Aunt Sissie was his favorite aunt, and even now, years after she died of cancer, when the moon jogged his memory, his throat thickened, and his eyes would water.
“Let him reach for it, Miss Vera,” was his mother’s reply to the quip about getting the moon for him. That’s what Sissie told him years later.
“Seems like you’ve been reaching every since,” she chuckled. He didn’t know if it was a blessing or a curse, or both. Maybe that was the key. Always reaching, challenged by some remote destination; yet, once attained, never satisfied. Easily bored when the newness wore off and routine set in. A journalist’s life was at once a sop and a sentence.

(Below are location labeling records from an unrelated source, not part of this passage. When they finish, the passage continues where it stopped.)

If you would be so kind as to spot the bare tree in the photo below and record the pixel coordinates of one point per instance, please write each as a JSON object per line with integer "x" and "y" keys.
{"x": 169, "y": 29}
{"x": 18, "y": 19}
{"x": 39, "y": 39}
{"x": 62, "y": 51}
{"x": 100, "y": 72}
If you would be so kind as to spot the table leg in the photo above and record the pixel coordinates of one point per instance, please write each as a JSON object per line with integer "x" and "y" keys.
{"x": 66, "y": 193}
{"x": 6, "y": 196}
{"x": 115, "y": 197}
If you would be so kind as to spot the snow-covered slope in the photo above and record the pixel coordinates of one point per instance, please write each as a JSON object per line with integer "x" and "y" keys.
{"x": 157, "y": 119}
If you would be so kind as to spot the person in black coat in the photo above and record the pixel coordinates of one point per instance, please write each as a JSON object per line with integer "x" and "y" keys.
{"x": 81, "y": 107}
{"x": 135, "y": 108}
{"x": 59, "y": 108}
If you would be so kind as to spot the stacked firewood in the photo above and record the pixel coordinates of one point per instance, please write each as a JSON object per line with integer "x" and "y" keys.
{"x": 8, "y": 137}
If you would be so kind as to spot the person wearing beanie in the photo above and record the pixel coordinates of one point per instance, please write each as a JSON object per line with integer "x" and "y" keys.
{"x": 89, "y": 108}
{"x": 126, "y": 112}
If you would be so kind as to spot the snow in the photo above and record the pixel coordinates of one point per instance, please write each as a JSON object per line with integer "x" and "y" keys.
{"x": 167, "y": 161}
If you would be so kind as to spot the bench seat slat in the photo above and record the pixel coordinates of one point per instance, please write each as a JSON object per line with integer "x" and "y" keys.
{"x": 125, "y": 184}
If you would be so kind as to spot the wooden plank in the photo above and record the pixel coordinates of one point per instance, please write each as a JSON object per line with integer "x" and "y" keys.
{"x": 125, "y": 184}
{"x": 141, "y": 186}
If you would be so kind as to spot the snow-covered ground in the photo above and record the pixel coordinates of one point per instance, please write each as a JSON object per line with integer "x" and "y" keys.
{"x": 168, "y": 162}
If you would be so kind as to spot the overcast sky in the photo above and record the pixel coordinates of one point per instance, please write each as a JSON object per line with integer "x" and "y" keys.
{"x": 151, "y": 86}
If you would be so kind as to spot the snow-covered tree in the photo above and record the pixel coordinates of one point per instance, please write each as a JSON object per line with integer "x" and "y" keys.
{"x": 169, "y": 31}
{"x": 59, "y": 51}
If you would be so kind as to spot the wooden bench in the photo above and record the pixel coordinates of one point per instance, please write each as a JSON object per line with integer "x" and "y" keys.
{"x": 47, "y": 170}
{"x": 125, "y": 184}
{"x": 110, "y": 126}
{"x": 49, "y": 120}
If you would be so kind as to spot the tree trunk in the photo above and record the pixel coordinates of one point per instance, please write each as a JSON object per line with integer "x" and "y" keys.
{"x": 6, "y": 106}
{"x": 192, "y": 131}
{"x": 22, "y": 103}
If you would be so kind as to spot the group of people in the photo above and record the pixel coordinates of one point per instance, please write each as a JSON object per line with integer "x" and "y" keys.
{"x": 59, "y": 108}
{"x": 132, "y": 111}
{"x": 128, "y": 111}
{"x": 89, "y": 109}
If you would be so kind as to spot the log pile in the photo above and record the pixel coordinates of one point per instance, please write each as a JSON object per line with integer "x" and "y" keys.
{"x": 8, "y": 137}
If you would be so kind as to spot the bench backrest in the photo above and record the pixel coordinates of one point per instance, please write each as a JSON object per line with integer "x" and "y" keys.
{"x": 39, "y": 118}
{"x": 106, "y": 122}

He treasured the full moon and moonlight, especially shining through the edges of swiftly moving clouds, or circled through the haze of thin high ice-clouds. The Apollo missions 40 years ago had captivated him. Now he rarely let a month go by without viewing the acne-scarred face through his binoculars. The full moon provoked his imagination, his memories, his fantasies, helping him write.
The moon seemed to transform everything with a magic glow--landscapes, buildings, plants, smooth human skin--things he could never quite get enough of--things he couldn’t seem to quite reach and possess, any more than he could reach the moon. But he kept reaching like the little boy who had vainly reached to touch the strange light in the sky.
“It pulls me like the tide.” His tight spinal muscles relaxed as he lowered the binoculars and sipped the coffee. “People would think I’m crazy if they knew how I anticipate the full moon. I deserve the moon.”
He heard the phone ringing inside the house, interrupting his thoughts, demanding his attention and time and no telling what else. Resentfully, turning to go in, he glanced at the sky once more. “C’mon, babe, I want you.”